As delightful as the Metropolitan Opera’s new production of Massenet’s CENDRILLON was, which I was fortunate to have seen on opening night Thursday, the whole evening was filled with melancholy for me, because my mind drifted back to Milan in the late 1970s, when I “saw” this opera for the first time at La Scala.
My friend Grant Goodman and I were spending the summer in Italy, and Milan was the second stop on the itinerary. We had just toured the magnificent Duomo, including the breath-taking rococo steeples on the expansive rooftop, and now we were just sauntering around the plaza near La Scala. Frederica von Stade, one of Grant’s favorite singers, was appearing in a production of Massenet’s CENDRILLON, but we didn’t have tickets. Luckily, we were soon approached by a scalper who offered two tickets at exorbitant prices, even though he admitted one of the seats had “a limited view of the stage.” Grant paid no heed, and paid for the tickets.
The seats were on the last row of the uppermost balcony, and my seat, the one with “a limited view of the stage,” was actually behind a white column around which I had to shift, now left and now right, in order to catch a glimpse of what’s going on below. I soon gave up, and settled back with my eyes closed, content to just listen. Grant laughed uproariously through much of the evening. He did offer to trade seats with me a number of times, but he was enjoying the opera too much for me to deny him the full experience.
At the end of that summer, and for many years afterwards, Grant said that seeing his beloved Frederica von Stade in Massenet’s CENDRILLON In Milan was an unexpected dream come true, and that I was such a good sport to watch the whole opera with him from behind a white column on the last row of the uppermost balcony at La Scala.

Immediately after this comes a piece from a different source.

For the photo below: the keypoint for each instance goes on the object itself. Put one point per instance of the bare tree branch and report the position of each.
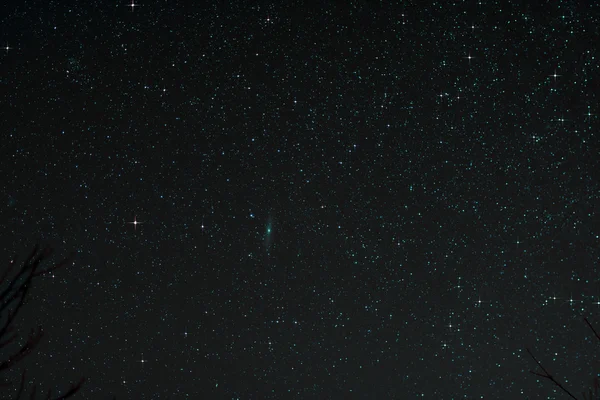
(11, 300)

At the Metropolitan Opera the other night, my seat in the center section of the orchestra was six rows from the stage. But, as delightful as the production was, as luminous as Joyce DiDonato always is, I closed my eyes, listening to the music, pretending that Grant Goodman was still sitting beside me, laughing throughout the evening, even though it has now been four years since he died and left us, and I was sad.